The first step is to make the stock, which you can get started on right after dinner.

Making Stock
1) Remove all the usable turkey meat from the turkey carcass to save for making sandwiches later or for adding to the soup.
2) Put the leftover bones and skin into a large stock pot and cover with water. Add any drippings that weren't used to make gravy, any veggies like celery, onion, or garlic (not stuffing) that had been in the cavity of the turkey, and any giblets (except liver) that haven't been used already.
3) Add salt and pepper, about 1 tsp of salt, 1/2 tsp of pepper. It sort of depends on how big your turkey is. You can always add salt to the soup later.
4) Bring to a boil and reduce heat to bring the stock to a high simmer.
5) Simmer uncovered at least 4 hours, occassionally skimming off the foam that comes to the surface. Often, if we start the soup in the evening, we'll simmer for several hours, turn off the heat, cover with a tight-fitting lid, and leave on the stove for the night. In the morning, we turn the heat back on and bring the soup up to a simmer again. (Reheating the soup this way, and bringing it to a high simmer for at least 10 minutes will kill any microbes that may have made their way into the soup.)
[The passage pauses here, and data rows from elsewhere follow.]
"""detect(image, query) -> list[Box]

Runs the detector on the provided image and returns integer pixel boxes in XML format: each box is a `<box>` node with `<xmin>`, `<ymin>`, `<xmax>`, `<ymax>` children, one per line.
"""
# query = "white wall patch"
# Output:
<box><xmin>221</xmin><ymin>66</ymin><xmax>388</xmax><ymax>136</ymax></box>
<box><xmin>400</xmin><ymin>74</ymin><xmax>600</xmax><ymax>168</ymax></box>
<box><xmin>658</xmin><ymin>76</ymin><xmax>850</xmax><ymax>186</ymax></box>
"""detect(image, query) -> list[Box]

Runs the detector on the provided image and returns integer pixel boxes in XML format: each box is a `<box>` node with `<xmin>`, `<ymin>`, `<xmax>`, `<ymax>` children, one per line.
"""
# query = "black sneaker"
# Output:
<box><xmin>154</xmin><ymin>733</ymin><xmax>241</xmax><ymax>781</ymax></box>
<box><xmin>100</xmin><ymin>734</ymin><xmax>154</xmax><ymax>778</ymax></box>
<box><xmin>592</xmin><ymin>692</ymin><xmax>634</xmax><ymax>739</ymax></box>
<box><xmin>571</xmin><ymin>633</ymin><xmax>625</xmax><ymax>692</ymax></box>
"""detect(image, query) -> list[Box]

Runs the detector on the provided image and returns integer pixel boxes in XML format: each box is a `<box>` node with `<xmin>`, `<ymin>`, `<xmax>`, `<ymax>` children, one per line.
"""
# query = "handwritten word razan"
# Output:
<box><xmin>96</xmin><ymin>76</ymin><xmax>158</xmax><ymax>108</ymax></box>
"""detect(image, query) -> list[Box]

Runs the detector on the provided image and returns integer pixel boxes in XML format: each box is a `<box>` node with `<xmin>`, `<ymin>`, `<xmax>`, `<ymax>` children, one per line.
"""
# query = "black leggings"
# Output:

6) Remove the bones and strain the stock.
7) If making stock for future use in soup you may want to reduce the stock by simmering a few hours longer to make it more concentrated and easier to store.

Making the Turkey Soup
Prepare the turkey soup much as you would a chicken soup. With your stock already made, add chopped carrots, onions, and celery in equal parts. Add some parsley, a couple cloves of garlic. You can add rice or noodles (or not if you want the low carb version). Take some of the remaining turkey meat you reserved earlier, shred it into bite sized pieces and add to the soup. You may also want to add some chopped tomatoes, either fresh or canned. Add seasoning - poultry seasoning, sage, thyme, marjoram and/or a bouillion cube. Add salt and pepper to taste.